Bawaslu Jabar Dalami Dugaan Politik Uang di Pilkada Tasikmalaya

Promo menarik pada undian Data SGP 2020 – 2021.

Merdeka.com – Badan Pengawas Pemilihan Umum (Bawaslu) Provinsi Jawa Barat (Jabar) menemukan sejumlah masalah dalam pelaksanaan pemilihan kepala daerah (Pilkada) serentak 2020. Di antara masalah yang ditemukan adalah dugaan politik uang yang dilakukan pasangan calon.

Koordinator Pengawasan Bawaslu Jabar, Zaki Hilmi menyebut bahwa sejak Selasa (8/12) malam, pihaknya melakukan pendalaman adanya dugaan pelanggaran politik uang di Kabupaten Indramayu.
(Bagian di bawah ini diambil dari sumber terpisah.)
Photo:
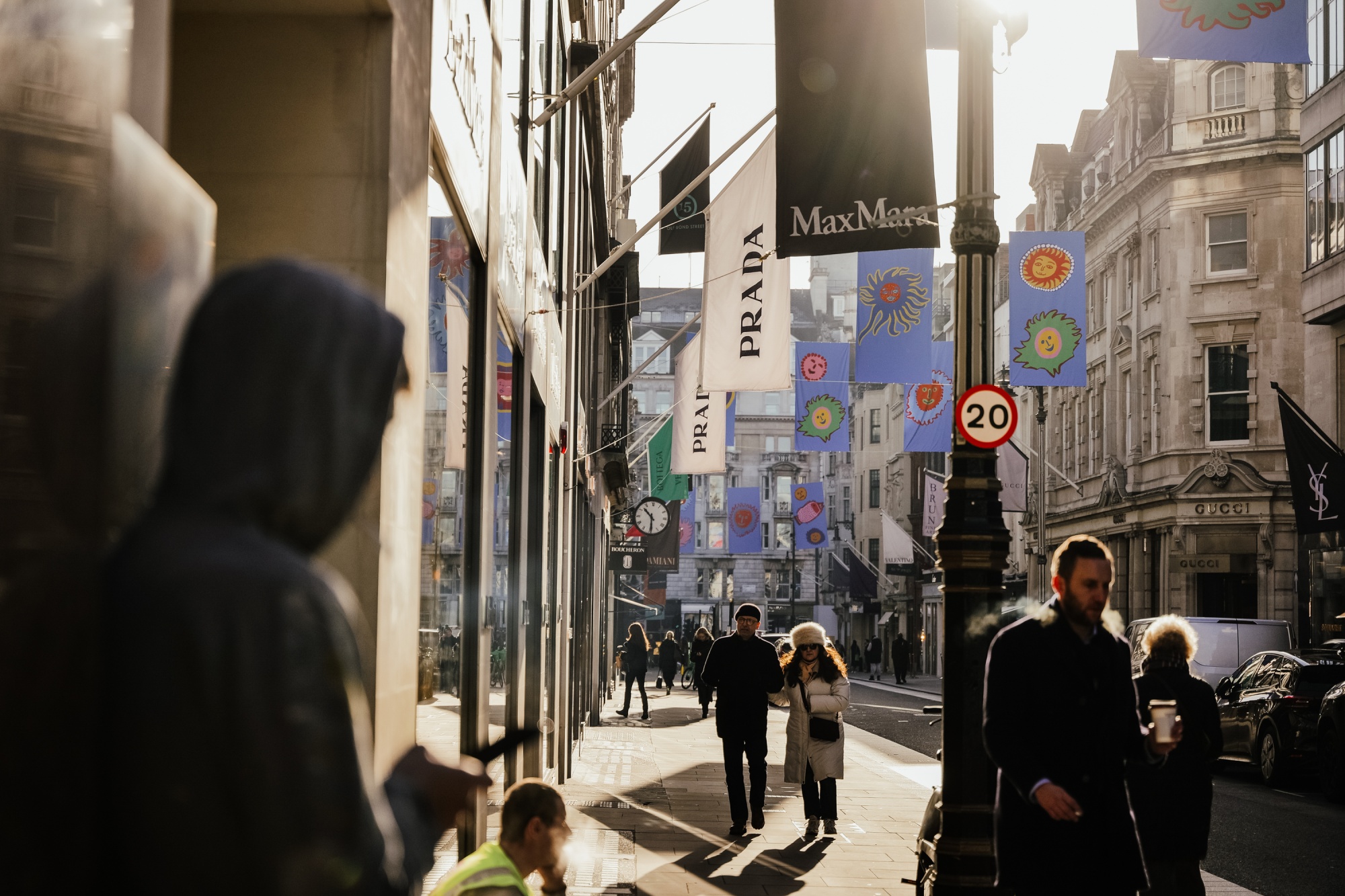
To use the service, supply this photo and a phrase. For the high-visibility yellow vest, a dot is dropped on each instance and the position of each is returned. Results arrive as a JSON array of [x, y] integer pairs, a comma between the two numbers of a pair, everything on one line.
[[488, 866]]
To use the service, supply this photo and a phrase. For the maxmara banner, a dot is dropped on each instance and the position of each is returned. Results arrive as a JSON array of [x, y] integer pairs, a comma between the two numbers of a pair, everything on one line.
[[853, 120]]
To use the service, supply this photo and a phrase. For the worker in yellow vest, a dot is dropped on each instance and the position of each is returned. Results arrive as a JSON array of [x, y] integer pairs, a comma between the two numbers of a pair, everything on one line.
[[533, 836]]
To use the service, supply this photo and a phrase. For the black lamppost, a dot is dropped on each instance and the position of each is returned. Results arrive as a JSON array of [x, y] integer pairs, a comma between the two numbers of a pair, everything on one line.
[[973, 540]]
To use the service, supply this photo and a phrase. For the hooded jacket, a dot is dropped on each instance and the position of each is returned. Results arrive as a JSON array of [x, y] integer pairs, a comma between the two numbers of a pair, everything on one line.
[[236, 715]]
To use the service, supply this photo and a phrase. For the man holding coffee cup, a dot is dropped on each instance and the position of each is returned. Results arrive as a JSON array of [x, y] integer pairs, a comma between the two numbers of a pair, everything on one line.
[[1061, 721]]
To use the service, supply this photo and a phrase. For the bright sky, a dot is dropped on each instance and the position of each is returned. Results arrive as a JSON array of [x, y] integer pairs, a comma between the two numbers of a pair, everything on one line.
[[723, 52]]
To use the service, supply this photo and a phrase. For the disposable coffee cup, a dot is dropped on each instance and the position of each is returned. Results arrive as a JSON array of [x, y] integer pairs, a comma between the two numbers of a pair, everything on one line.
[[1164, 712]]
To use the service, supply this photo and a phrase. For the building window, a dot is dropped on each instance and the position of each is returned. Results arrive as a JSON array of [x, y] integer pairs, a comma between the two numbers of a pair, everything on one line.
[[1227, 243], [1226, 393], [1229, 88], [34, 218]]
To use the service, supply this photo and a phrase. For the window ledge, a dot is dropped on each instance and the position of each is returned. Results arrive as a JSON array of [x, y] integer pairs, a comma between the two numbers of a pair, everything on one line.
[[1250, 279]]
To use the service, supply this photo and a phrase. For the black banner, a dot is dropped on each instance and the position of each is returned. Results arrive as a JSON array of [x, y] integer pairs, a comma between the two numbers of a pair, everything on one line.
[[684, 229], [853, 138], [1316, 470]]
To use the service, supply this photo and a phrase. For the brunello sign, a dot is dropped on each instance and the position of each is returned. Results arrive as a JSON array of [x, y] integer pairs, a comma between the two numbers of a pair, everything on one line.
[[853, 122]]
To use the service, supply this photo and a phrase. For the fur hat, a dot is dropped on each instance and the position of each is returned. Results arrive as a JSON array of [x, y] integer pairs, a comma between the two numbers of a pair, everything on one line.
[[808, 634]]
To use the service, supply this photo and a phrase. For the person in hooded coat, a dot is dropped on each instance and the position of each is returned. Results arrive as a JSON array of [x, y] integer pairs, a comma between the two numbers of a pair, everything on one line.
[[816, 685], [236, 721]]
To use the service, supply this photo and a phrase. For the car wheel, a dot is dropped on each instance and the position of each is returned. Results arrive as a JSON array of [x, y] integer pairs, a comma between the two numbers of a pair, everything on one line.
[[1331, 760], [1270, 759]]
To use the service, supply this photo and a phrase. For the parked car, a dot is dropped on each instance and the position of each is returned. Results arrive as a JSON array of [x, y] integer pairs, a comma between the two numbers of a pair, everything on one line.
[[1223, 645], [1269, 709]]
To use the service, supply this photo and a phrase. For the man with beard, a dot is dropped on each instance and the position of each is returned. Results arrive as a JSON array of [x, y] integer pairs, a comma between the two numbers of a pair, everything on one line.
[[1061, 721]]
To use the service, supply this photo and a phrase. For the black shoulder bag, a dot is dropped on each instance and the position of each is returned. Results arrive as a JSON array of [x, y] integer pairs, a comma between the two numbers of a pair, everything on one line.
[[818, 728]]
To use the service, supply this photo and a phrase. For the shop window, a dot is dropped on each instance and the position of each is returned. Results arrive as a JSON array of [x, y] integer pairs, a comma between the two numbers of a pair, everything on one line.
[[1229, 88], [1226, 393], [1227, 243]]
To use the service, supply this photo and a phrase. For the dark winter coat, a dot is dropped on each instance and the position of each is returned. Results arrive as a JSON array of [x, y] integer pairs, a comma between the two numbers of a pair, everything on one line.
[[236, 716], [1172, 801], [1061, 709], [746, 671]]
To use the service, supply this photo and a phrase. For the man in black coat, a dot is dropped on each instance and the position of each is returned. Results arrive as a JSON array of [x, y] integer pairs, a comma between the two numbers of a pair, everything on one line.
[[744, 669], [1061, 721]]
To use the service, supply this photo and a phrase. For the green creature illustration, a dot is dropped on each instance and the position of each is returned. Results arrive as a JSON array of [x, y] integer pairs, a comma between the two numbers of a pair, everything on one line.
[[1052, 341], [1231, 14], [822, 417]]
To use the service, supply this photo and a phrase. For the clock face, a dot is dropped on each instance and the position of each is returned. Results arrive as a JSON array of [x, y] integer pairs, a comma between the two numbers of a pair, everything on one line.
[[652, 517]]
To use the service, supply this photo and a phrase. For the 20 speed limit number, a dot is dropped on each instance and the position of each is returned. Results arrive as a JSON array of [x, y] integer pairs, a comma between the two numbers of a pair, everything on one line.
[[987, 416]]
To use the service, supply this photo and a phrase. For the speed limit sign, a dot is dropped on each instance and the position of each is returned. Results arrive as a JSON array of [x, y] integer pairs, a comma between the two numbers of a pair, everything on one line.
[[987, 416]]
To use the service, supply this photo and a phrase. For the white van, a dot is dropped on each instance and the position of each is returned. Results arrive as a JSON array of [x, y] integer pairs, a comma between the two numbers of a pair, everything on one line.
[[1222, 643]]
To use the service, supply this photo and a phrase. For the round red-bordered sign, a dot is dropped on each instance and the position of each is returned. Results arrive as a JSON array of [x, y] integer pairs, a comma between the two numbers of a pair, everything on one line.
[[987, 416]]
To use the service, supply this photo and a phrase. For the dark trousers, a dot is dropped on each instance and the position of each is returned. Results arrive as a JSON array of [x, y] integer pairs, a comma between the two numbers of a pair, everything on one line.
[[822, 805], [753, 744], [631, 678]]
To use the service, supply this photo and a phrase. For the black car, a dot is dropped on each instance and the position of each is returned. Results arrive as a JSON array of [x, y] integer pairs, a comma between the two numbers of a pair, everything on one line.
[[1270, 706]]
Setidaknya, ada dua laporan politik uang di wilayah tersebut.

“Kita sudah melakukan antisipasi dan memperkirakan dalam indeks kerawanan Pemilu, salah satunya yang berpotensi muncul adalah politik uang. Karenanya, kita lakukan patroli untuk antisipasi dan melakukan penanganan pelanggaran,” kata dia saat melakukan pemantauan Pilkada di Kabupaten Tasikmalaya, Rabu (9/12).

Selain di Kabupaten Indramayu, masalah dalam Pilkada pun terjadi di Kabupaten Karawang, yaitu laporan tidak maksimalnya pendistribusian formulir C pemberitahuan kepada masyarakat. Di Kabupaten Pangandaran, pihaknya menerima laporan alat pengukur suhu yang diterima KPU tidak berfungsi.

“Di sana thermogun merupakan hibah dari pemda,” ungkapnya.

Di Kabupaten Tasikmalaya, Zaki mengaku bahwa ada dua laporan dugaan pelanggaran yang diterima Bawaslu, yaitu terkait politik uang dan netralitas ASN (aparatur sipil negara). “Kemarin ada laporan di Bawaslu Tasik soal dugaan pelanggaran netralitas ASN dan money politics. Ini musuh bersama dan merusak,” katanya.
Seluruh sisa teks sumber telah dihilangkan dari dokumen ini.